What is this initiative? Well, first home buyers will be able to use up to a maximum of $30,000 per individual of voluntary superannuation contributions (plus the earnings generated from those savings) as a deposit on a property beginning 1 July 2018. These voluntary contributions were accepted from 1 July.
The way it works is, the employer would take money from the employee’s pre-tax earnings and put it into their super fund, where it will be taxed at just 15 per cent instead of the usual marginal tax rates. Earnings on these funds while in the super account will also only be taxed at 15 per cent.
Additionally, when these savings are withdrawn, tax will be paid at the marginal rate minus 30 percentage points. So, if the person is on a 37 cent rate, only 7 cents is paid in tax.
Looking at the numbers, what that means is, if a first home buyer earning $70,000 invests $10,000 a year into this new scheme for three years, they will be better off than putting the same amount into a bank account by about $7,000.
To many, this may seem like a great option. It is a tax break and it may be worth considering for those first home buyers who would like to purchase a home . . . in years to come.
However, how much will it really assist?
The first thing is that people need to have spare cash to put into this scheme. Low-income earners may not have the spare cash to put into their superannuation, so they are unable to take advantage of any of the benefits.

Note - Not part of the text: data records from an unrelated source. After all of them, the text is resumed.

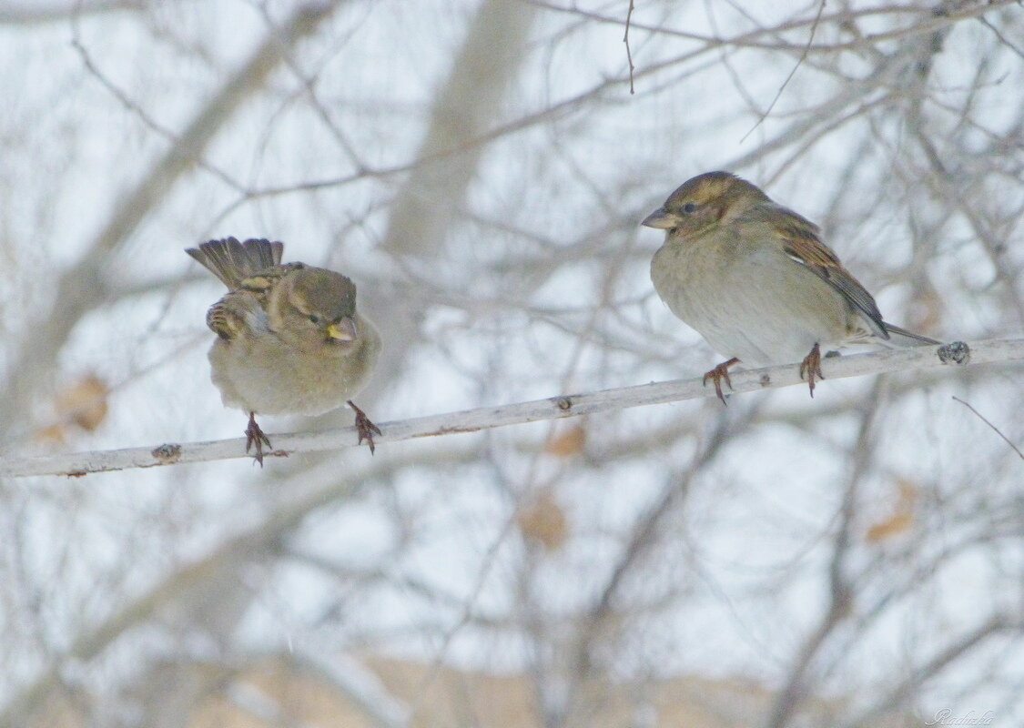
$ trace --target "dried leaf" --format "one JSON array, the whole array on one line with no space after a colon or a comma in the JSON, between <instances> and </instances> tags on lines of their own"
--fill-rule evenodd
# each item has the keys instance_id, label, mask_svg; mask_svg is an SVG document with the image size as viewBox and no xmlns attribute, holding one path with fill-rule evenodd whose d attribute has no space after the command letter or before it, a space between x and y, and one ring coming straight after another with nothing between
<instances>
[{"instance_id":1,"label":"dried leaf","mask_svg":"<svg viewBox=\"0 0 1024 728\"><path fill-rule=\"evenodd\" d=\"M560 435L555 435L544 446L545 453L559 458L569 458L583 452L587 444L587 431L581 425L573 425Z\"/></svg>"},{"instance_id":2,"label":"dried leaf","mask_svg":"<svg viewBox=\"0 0 1024 728\"><path fill-rule=\"evenodd\" d=\"M550 490L544 490L528 505L522 507L516 516L523 537L543 546L547 551L555 551L565 543L568 523L565 511L555 501Z\"/></svg>"},{"instance_id":3,"label":"dried leaf","mask_svg":"<svg viewBox=\"0 0 1024 728\"><path fill-rule=\"evenodd\" d=\"M914 504L921 486L912 480L897 478L896 489L897 501L890 514L868 526L864 533L864 538L872 544L899 536L913 526Z\"/></svg>"},{"instance_id":4,"label":"dried leaf","mask_svg":"<svg viewBox=\"0 0 1024 728\"><path fill-rule=\"evenodd\" d=\"M74 422L92 432L106 419L110 387L94 374L87 374L57 393L53 405L62 422Z\"/></svg>"}]
</instances>

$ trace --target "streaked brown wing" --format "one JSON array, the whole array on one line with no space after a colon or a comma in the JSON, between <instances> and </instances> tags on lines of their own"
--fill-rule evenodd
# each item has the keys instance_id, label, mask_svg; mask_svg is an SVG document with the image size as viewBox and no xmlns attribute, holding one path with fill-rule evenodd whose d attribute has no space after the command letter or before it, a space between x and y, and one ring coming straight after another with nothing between
<instances>
[{"instance_id":1,"label":"streaked brown wing","mask_svg":"<svg viewBox=\"0 0 1024 728\"><path fill-rule=\"evenodd\" d=\"M779 227L786 255L806 265L822 281L835 288L847 301L864 315L864 320L876 336L889 338L882 312L871 294L843 267L839 257L833 253L817 233L817 226L802 217L794 215L792 223Z\"/></svg>"}]
</instances>

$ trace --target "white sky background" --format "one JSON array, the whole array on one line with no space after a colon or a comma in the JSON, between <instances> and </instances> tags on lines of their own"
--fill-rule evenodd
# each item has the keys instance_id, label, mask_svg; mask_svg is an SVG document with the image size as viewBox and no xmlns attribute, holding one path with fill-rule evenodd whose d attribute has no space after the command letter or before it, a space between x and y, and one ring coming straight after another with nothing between
<instances>
[{"instance_id":1,"label":"white sky background","mask_svg":"<svg viewBox=\"0 0 1024 728\"><path fill-rule=\"evenodd\" d=\"M741 173L821 223L887 319L949 340L1024 330L1019 5L994 3L984 22L943 27L920 113L912 61L930 36L910 34L812 50L758 124L800 60L817 5L638 2L630 95L623 26L598 17L622 22L626 4L578 3L587 12L575 12L522 3L532 13L529 42L486 127L579 101L487 141L466 195L434 199L453 214L441 244L403 257L386 235L395 206L408 204L404 174L253 192L413 163L477 3L341 3L220 128L205 168L179 178L104 259L108 295L56 360L32 362L30 409L2 414L3 452L54 447L35 433L51 421L54 392L83 373L112 385L110 413L93 433L69 430L59 447L240 435L245 416L221 406L206 361L204 315L219 283L182 252L228 234L282 240L286 259L356 281L394 365L356 398L375 420L697 376L722 357L654 296L647 266L662 235L637 223L711 169ZM8 378L24 342L45 328L61 274L167 151L163 132L176 137L262 42L267 18L280 24L295 7L142 5L87 14L77 31L131 108L85 68L71 15L26 25L0 15ZM32 7L18 4L12 16ZM828 18L869 7L829 3L814 43L856 46ZM734 38L786 18L804 22L752 36L763 47L709 49L644 30ZM920 20L856 15L863 35ZM853 100L835 100L847 94ZM921 129L947 174L929 166ZM994 261L979 226L1002 246ZM390 326L403 307L423 312L411 341ZM183 634L204 655L287 645L502 670L537 662L549 685L571 681L569 655L587 644L597 674L613 679L695 672L777 688L821 619L837 513L854 478L844 568L855 598L816 653L807 692L853 694L867 711L957 636L993 614L1020 618L1024 467L951 396L1020 443L1021 381L1019 367L993 366L825 381L813 400L794 387L732 397L728 410L712 400L644 408L580 423L587 445L569 458L542 451L552 430L571 425L539 423L388 444L374 458L360 448L270 460L263 471L230 461L10 480L0 491L0 659L9 680L0 699L143 590L353 472L369 476L286 531L285 551L295 554L231 562L205 586L217 619L205 620L202 600L182 594L80 666L98 703L129 700L132 680L157 655L183 649ZM858 441L865 418L872 425ZM263 424L272 433L351 423L340 413ZM719 428L721 447L694 466ZM869 540L896 508L900 483L916 499L912 521ZM685 495L628 570L613 626L589 635L586 614L624 543L673 484ZM510 524L541 494L567 522L551 551ZM937 556L944 549L951 553ZM532 634L529 623L539 625ZM1019 624L998 631L895 706L923 716L992 710L995 725L1019 724L1020 637Z\"/></svg>"}]
</instances>

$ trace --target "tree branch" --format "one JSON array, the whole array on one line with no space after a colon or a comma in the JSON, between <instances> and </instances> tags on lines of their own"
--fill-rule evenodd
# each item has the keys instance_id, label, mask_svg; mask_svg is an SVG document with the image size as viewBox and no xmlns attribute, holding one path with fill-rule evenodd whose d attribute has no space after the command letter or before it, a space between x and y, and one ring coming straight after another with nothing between
<instances>
[{"instance_id":1,"label":"tree branch","mask_svg":"<svg viewBox=\"0 0 1024 728\"><path fill-rule=\"evenodd\" d=\"M945 365L966 366L1020 359L1024 359L1024 338L989 339L970 345L953 342L942 346L885 349L851 356L826 357L822 360L822 369L825 379L831 380L886 372L931 369ZM737 372L732 375L733 391L741 393L803 384L798 369L797 365L780 365ZM566 394L534 401L378 423L382 434L375 436L374 440L377 444L383 444L418 437L477 432L492 427L613 412L646 404L696 399L714 394L713 390L702 385L700 378L652 382L620 389ZM268 455L288 457L294 453L352 447L356 444L356 434L354 427L346 427L327 432L279 434L273 435L271 441L276 449ZM156 447L5 457L0 458L0 476L80 476L128 468L150 468L158 465L202 463L244 457L246 457L244 438L181 444L166 443Z\"/></svg>"}]
</instances>

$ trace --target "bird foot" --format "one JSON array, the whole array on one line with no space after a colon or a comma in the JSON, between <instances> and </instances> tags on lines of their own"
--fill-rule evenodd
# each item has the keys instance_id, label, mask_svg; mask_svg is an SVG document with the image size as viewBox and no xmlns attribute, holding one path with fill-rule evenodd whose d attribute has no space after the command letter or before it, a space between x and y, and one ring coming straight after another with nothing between
<instances>
[{"instance_id":1,"label":"bird foot","mask_svg":"<svg viewBox=\"0 0 1024 728\"><path fill-rule=\"evenodd\" d=\"M351 399L348 400L348 406L352 408L352 411L355 412L355 430L359 433L359 441L356 444L362 444L362 440L366 440L367 444L370 445L370 455L373 455L374 451L377 449L374 444L374 434L382 434L381 428L372 423L370 418L367 417L367 413L355 406L355 403Z\"/></svg>"},{"instance_id":2,"label":"bird foot","mask_svg":"<svg viewBox=\"0 0 1024 728\"><path fill-rule=\"evenodd\" d=\"M827 355L827 354L826 354ZM824 379L825 376L821 374L821 348L814 344L814 348L811 349L811 353L804 357L804 360L800 363L800 378L804 379L804 374L807 375L807 386L811 388L811 397L814 397L814 379Z\"/></svg>"},{"instance_id":3,"label":"bird foot","mask_svg":"<svg viewBox=\"0 0 1024 728\"><path fill-rule=\"evenodd\" d=\"M256 445L255 460L263 467L263 445L270 447L270 438L256 424L256 413L249 413L249 427L246 428L246 453Z\"/></svg>"},{"instance_id":4,"label":"bird foot","mask_svg":"<svg viewBox=\"0 0 1024 728\"><path fill-rule=\"evenodd\" d=\"M705 378L703 378L705 386L706 387L708 386L709 379L713 381L715 383L715 393L718 395L718 398L722 400L723 404L726 404L726 401L725 401L725 395L722 393L722 380L724 379L725 383L729 386L729 389L732 389L732 380L729 379L729 367L732 367L733 365L736 363L739 363L739 359L733 356L728 361L723 361L722 363L718 365L715 369L705 373ZM728 404L726 404L726 406L728 406Z\"/></svg>"}]
</instances>

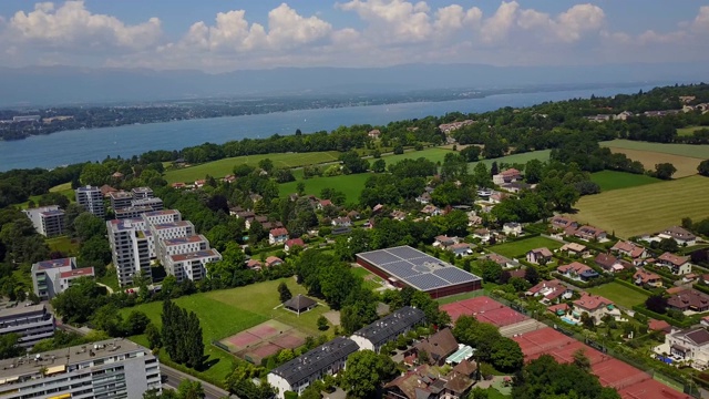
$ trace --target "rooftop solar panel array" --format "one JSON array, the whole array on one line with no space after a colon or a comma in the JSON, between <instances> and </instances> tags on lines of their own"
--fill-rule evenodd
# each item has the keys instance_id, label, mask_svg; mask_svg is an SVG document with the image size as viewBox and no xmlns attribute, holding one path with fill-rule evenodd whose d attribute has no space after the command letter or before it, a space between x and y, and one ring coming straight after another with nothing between
<instances>
[{"instance_id":1,"label":"rooftop solar panel array","mask_svg":"<svg viewBox=\"0 0 709 399\"><path fill-rule=\"evenodd\" d=\"M480 280L480 277L410 246L357 254L358 257L420 290Z\"/></svg>"}]
</instances>

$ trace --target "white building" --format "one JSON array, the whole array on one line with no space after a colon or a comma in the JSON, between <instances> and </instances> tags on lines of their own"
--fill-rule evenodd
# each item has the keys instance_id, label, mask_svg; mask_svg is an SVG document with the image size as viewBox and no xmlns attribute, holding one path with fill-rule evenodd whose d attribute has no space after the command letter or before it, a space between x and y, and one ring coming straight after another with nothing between
<instances>
[{"instance_id":1,"label":"white building","mask_svg":"<svg viewBox=\"0 0 709 399\"><path fill-rule=\"evenodd\" d=\"M161 391L160 361L124 339L0 360L0 395L7 399L133 399L147 390Z\"/></svg>"},{"instance_id":2,"label":"white building","mask_svg":"<svg viewBox=\"0 0 709 399\"><path fill-rule=\"evenodd\" d=\"M207 275L207 265L222 260L222 255L216 249L205 249L195 253L167 255L164 266L167 274L177 278L177 282L191 279L201 280Z\"/></svg>"},{"instance_id":3,"label":"white building","mask_svg":"<svg viewBox=\"0 0 709 399\"><path fill-rule=\"evenodd\" d=\"M52 299L79 277L93 277L93 267L76 267L76 258L42 260L32 265L32 287L42 300Z\"/></svg>"},{"instance_id":4,"label":"white building","mask_svg":"<svg viewBox=\"0 0 709 399\"><path fill-rule=\"evenodd\" d=\"M104 218L105 209L103 208L103 194L101 188L94 186L79 187L74 191L76 204L86 209L96 217Z\"/></svg>"},{"instance_id":5,"label":"white building","mask_svg":"<svg viewBox=\"0 0 709 399\"><path fill-rule=\"evenodd\" d=\"M60 209L59 205L23 209L22 212L32 221L37 233L45 237L64 234L64 211Z\"/></svg>"},{"instance_id":6,"label":"white building","mask_svg":"<svg viewBox=\"0 0 709 399\"><path fill-rule=\"evenodd\" d=\"M0 335L6 334L19 335L19 345L29 350L42 339L54 336L54 316L44 305L22 306L20 304L13 308L0 309ZM1 370L0 375L2 375ZM4 398L4 393L0 386L0 396Z\"/></svg>"},{"instance_id":7,"label":"white building","mask_svg":"<svg viewBox=\"0 0 709 399\"><path fill-rule=\"evenodd\" d=\"M273 369L266 379L276 388L276 397L279 399L285 398L286 391L300 395L322 377L345 370L347 357L358 349L353 340L337 337Z\"/></svg>"}]
</instances>

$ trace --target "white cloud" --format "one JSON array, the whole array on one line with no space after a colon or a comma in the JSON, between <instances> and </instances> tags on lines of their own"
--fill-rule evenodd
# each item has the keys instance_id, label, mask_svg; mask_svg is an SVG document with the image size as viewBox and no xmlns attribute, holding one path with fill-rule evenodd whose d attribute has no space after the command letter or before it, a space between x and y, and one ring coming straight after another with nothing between
<instances>
[{"instance_id":1,"label":"white cloud","mask_svg":"<svg viewBox=\"0 0 709 399\"><path fill-rule=\"evenodd\" d=\"M146 49L160 40L161 21L126 25L115 17L94 14L83 1L66 1L55 8L52 2L37 3L34 10L18 11L9 22L9 34L50 48Z\"/></svg>"}]
</instances>

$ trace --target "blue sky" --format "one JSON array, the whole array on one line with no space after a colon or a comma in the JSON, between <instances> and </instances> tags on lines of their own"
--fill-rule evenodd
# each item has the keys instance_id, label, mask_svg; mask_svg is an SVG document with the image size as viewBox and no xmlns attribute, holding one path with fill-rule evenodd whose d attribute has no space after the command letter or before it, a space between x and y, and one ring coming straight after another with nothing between
<instances>
[{"instance_id":1,"label":"blue sky","mask_svg":"<svg viewBox=\"0 0 709 399\"><path fill-rule=\"evenodd\" d=\"M237 69L707 61L709 6L667 0L0 1L0 65Z\"/></svg>"}]
</instances>

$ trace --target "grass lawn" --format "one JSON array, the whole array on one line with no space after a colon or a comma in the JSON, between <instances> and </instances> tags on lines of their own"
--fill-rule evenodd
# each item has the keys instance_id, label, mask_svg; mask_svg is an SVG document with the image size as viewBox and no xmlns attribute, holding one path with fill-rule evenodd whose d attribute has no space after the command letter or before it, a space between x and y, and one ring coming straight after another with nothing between
<instances>
[{"instance_id":1,"label":"grass lawn","mask_svg":"<svg viewBox=\"0 0 709 399\"><path fill-rule=\"evenodd\" d=\"M47 245L50 250L59 250L66 256L76 256L79 254L79 243L72 243L68 236L47 238Z\"/></svg>"},{"instance_id":2,"label":"grass lawn","mask_svg":"<svg viewBox=\"0 0 709 399\"><path fill-rule=\"evenodd\" d=\"M678 225L682 217L707 217L707 198L709 178L691 176L584 196L572 217L629 238Z\"/></svg>"},{"instance_id":3,"label":"grass lawn","mask_svg":"<svg viewBox=\"0 0 709 399\"><path fill-rule=\"evenodd\" d=\"M636 291L635 289L626 287L618 283L608 283L598 287L588 288L586 290L590 294L600 295L602 297L608 298L626 308L631 308L635 305L644 304L645 299L647 299L647 295L644 295L640 291Z\"/></svg>"},{"instance_id":4,"label":"grass lawn","mask_svg":"<svg viewBox=\"0 0 709 399\"><path fill-rule=\"evenodd\" d=\"M692 145L692 144L665 144L665 143L649 143L631 140L613 140L599 143L602 146L610 149L625 149L637 151L650 151L656 153L680 155L696 157L700 160L709 158L709 144Z\"/></svg>"},{"instance_id":5,"label":"grass lawn","mask_svg":"<svg viewBox=\"0 0 709 399\"><path fill-rule=\"evenodd\" d=\"M696 131L698 130L702 130L702 129L709 129L709 126L689 126L689 127L680 127L677 130L677 135L678 136L686 136L686 135L692 135L695 134Z\"/></svg>"},{"instance_id":6,"label":"grass lawn","mask_svg":"<svg viewBox=\"0 0 709 399\"><path fill-rule=\"evenodd\" d=\"M319 334L316 324L317 319L328 311L329 307L326 305L318 306L311 311L301 314L300 317L281 308L275 309L279 305L277 287L280 282L286 282L294 295L306 293L306 289L297 285L292 278L286 278L175 299L178 306L195 311L199 316L205 341L205 355L208 356L207 362L214 362L212 367L202 372L209 381L223 381L232 371L232 362L239 361L236 357L213 346L210 344L213 340L228 337L270 318L277 318L279 321L291 325L307 334ZM156 326L160 327L162 325L162 303L144 304L122 309L121 313L125 316L131 310L143 311ZM147 345L144 336L131 337L131 340ZM166 355L161 351L161 357L166 358Z\"/></svg>"},{"instance_id":7,"label":"grass lawn","mask_svg":"<svg viewBox=\"0 0 709 399\"><path fill-rule=\"evenodd\" d=\"M298 172L298 171L296 171ZM297 180L295 182L279 184L280 196L287 196L297 192L298 182L306 184L306 194L320 196L322 188L330 187L345 193L346 203L359 202L359 195L364 188L364 183L371 173L358 173L351 175L332 176L332 177L311 177L307 180Z\"/></svg>"},{"instance_id":8,"label":"grass lawn","mask_svg":"<svg viewBox=\"0 0 709 399\"><path fill-rule=\"evenodd\" d=\"M542 162L546 162L546 161L548 161L551 153L552 153L552 150L541 150L541 151L532 151L532 152L522 153L522 154L512 154L512 155L507 155L507 156L503 156L503 157L499 157L499 158L494 158L494 160L482 160L480 162L482 162L485 165L487 165L487 168L490 168L490 166L492 166L493 162L497 162L497 164L501 164L501 163L525 164L525 163L527 163L527 162L530 162L532 160L540 160ZM467 170L472 172L473 168L475 168L476 164L477 164L477 162L469 163L467 164Z\"/></svg>"},{"instance_id":9,"label":"grass lawn","mask_svg":"<svg viewBox=\"0 0 709 399\"><path fill-rule=\"evenodd\" d=\"M224 177L232 174L234 166L248 164L257 166L258 162L269 158L276 167L297 167L304 165L319 164L323 162L337 161L340 155L337 151L312 152L312 153L287 153L287 154L259 154L248 156L235 156L214 162L207 162L196 166L178 168L165 172L167 183L184 182L189 183L206 175L213 177Z\"/></svg>"},{"instance_id":10,"label":"grass lawn","mask_svg":"<svg viewBox=\"0 0 709 399\"><path fill-rule=\"evenodd\" d=\"M637 175L627 172L602 171L590 175L592 182L600 186L602 192L618 188L637 187L646 184L659 183L661 180L647 175Z\"/></svg>"},{"instance_id":11,"label":"grass lawn","mask_svg":"<svg viewBox=\"0 0 709 399\"><path fill-rule=\"evenodd\" d=\"M655 165L657 165L658 163L671 163L677 168L677 172L672 175L672 177L675 178L696 175L697 166L699 166L699 163L702 161L700 158L691 156L682 156L645 150L610 147L610 151L613 151L614 153L625 154L633 161L639 161L648 171L654 171Z\"/></svg>"},{"instance_id":12,"label":"grass lawn","mask_svg":"<svg viewBox=\"0 0 709 399\"><path fill-rule=\"evenodd\" d=\"M537 237L521 239L516 242L493 245L487 249L496 254L500 254L502 256L513 258L513 257L524 257L524 255L532 249L547 247L548 249L554 250L554 249L561 248L563 245L564 244L557 241L537 236Z\"/></svg>"}]
</instances>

When considering the increase in prices in our capital cities (median price in Sydney is approximately $860,000, which is approximately a 15 per cent increase in the past year), the median price will likely increase further by the time those taking advantage of the scheme are ready to buy.
A minimum 5 per cent deposit on even a $700,000 purchase price is $35,000. On top of that is stamp duty, mortgage insurance, and all the other costs associated with the loan. Hence, $30,000 from contributions in many cases will not be enough to make a purchase.
The maximum that can be salary sacrificed in any year is $15,000, so it may take a number of years to save the amount you need to purchase if you are solely using this scheme to save.
The other item to note is that the extra money you have contributed to super cannot be withdrawn for any other purpose other than purchasing a property.
So the real question would or could be: what percentage of first home owners will this scheme really benefit?